Mystery Shrouds Death of North Laguna Man
Hotel Laguna catering manager Damon Nicholson at a recent event. Photo courtesy of Michelle Wheeler
Friends expressed bafflement this week over the brutal killing of Damon Nicholson, a hotel manager and student photographer, discovered dead in a North Laguna duplex by a co-worker wondering about his unexpected absence.
Nicholson’s bludgeoning death in the early hours of Friday, Oct. 23, is the first homicide in Laguna Beach since the double shooting deaths of a couple at the Montage resort in 2007. Investigators are seeking the public’s help for tips about anything they observed out of the ordinary near Nicholson’s Dolphin Way home last Friday between 1 and 5 a.m., established by the coroner as the estimated time of his death, according to police Lt. Jason Kravetz.
Investigators are pursuing some leads and recovered several items from the home, though Kravetz declined to describe the sort of evidence collected and the direction of the inquiry. Nor would he say whether there were signs of forced entry or whether the murder weapon was recovered. Nicholson died of blunt force trauma to the head, Kravetz said.
Deputy Public Administrator Robert Mull this past Tuesday seals the home of Damon Nicholson, who died violently in a North Laguna duplex last week.

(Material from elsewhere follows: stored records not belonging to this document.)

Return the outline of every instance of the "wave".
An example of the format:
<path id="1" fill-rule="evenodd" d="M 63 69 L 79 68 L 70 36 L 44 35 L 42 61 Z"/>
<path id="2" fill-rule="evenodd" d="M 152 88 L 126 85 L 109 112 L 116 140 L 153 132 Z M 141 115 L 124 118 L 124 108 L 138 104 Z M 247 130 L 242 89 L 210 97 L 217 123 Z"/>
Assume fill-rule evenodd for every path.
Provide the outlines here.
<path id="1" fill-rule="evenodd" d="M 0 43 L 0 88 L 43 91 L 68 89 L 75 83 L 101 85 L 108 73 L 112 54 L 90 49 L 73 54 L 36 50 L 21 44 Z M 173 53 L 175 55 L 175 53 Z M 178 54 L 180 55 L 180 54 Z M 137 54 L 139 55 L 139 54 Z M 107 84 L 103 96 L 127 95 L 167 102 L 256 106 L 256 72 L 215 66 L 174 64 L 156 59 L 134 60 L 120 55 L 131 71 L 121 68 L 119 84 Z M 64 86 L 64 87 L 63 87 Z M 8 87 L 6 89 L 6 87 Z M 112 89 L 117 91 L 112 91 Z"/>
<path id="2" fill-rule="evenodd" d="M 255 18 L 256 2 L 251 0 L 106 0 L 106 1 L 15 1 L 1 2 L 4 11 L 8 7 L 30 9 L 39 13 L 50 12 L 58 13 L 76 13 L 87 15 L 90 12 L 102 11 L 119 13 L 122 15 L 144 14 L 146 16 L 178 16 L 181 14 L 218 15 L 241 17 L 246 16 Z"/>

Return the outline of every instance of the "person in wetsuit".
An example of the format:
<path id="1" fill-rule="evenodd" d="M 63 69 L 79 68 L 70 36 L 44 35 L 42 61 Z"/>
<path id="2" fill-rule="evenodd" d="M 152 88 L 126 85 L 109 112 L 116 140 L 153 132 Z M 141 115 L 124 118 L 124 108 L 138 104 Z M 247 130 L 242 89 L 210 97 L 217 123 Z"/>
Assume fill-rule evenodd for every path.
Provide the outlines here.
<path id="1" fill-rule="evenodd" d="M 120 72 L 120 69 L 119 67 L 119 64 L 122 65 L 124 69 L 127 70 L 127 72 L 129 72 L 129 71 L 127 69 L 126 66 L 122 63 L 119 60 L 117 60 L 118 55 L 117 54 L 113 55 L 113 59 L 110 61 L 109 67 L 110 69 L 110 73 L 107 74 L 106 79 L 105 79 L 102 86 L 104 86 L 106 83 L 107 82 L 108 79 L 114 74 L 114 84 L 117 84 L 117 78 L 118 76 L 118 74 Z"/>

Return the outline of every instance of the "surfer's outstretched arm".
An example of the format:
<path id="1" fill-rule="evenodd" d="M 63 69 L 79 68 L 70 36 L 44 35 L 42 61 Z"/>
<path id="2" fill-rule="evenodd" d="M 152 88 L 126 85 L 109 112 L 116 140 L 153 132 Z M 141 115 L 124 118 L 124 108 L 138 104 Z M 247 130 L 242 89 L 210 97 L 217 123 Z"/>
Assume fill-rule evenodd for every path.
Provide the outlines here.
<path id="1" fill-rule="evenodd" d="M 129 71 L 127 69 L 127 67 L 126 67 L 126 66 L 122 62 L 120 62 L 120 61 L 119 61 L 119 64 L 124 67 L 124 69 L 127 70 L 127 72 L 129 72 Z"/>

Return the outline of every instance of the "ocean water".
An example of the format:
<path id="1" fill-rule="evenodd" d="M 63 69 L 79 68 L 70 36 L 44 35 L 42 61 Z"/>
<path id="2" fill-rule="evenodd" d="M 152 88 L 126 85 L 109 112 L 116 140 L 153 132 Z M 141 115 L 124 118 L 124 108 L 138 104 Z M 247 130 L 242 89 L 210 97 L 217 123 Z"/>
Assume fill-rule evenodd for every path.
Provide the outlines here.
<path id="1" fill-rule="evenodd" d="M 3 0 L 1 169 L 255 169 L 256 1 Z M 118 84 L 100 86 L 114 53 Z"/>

Police, however, told some unnerved neighbors Nicholson’s killer was not a random intruder. “They’re treating it as someone he knew,” said Gabe Sullivan, a fiveyear resident in the neighborhood above the Boat Canyon shopping center. He and his wife arrived home last Friday about 10 p.m. and received a knock on the door from investigators almost immediately. “I couldn’t believe it,” said Sullivan, who was questioned about what he knew of his neighbor. “It’s so creepy,” he said. “This probably happened while we were home.”
Friends and co-workers at Hotel Laguna, where Nicholson worked for 14 years, this week set up a memorial with flowers and candles in the entry to the split-level house where he lived alone for the past two years. General manager Michelle Wheeler also set up a memorial website for Nicholson’s friends at www.legacy.com. “I lost a very good friend and a very good employee,” said Wheeler, who saw him last Thursday, when Nicholson stopped by the hotel on his day off. “He loved that hotel. He loved Laguna,” she said.
“He spent his life devoted to others,” added Sue Pons, a friend and hotel patron. “He made such beautiful memories for so many people, we are all thankful for it.”
As law enforcement authorities have yet to release Nicholson’s body to his family, a service is not expected before next week and will likely take place at BC Space Gallery, said Nicholson friend, gallery owner Mark Chamberlain.
“I can’t imagine someone would do something like this to him,” said another friend, Max Brown, who described Nicholson’s no-nonsense demeanor as masking a terrific wit and a talent for improvisation. In various patriotic costumes, Nicholson hosted numerous July 4th parties over the years that served up side-splitting laughter for guests lucky enough for a spot on the Cliff Drive balcony of his former home, Brown recalled.
Professionally, Nicholson worked as a caterer, meeting requests of meeting organizers, hosts of private parties, and brides, as well as getting to know loyal cusushering tomers, said hotel owner Claes Andersen, who knew of no workrelated issue that could be a motive in Nicholson’s death.
“He knew how to do a wedding; he was very good at getting bride’s mothers to relax,” said Andersen, who also intends to hold a memorial service for Nicholson at an unspecified date. Nicholson’s parents and 11 siblings all live in Arizona, Wheeler said.
Personally, Nicholson was devoted to photography. Though he considered art school, according to Brown, Nicholson instead studied by taking workshops out of the area and enrolling in community college classes with the late Jerry Burchfield, who taught at Cypress College and was a co-founder of the Laguna Beach gallery, BC Space.
Like his mentor, Nicholson was inventive with photographic processes and a ready contributor to gallery exhibits or projects, such as making the Guinness-recorded largest photograph in history with Burchfield at the closed El Toro marine base, Chamberlain said. Nicholson’s own recent projects included a self-published historical book on Hotel Laguna and a remote camera set up for the Orange County Fair.
“It’s a shame to see that talent cut so short just as the application of his experimental photography was beginning to pay off,” Chamberlain said.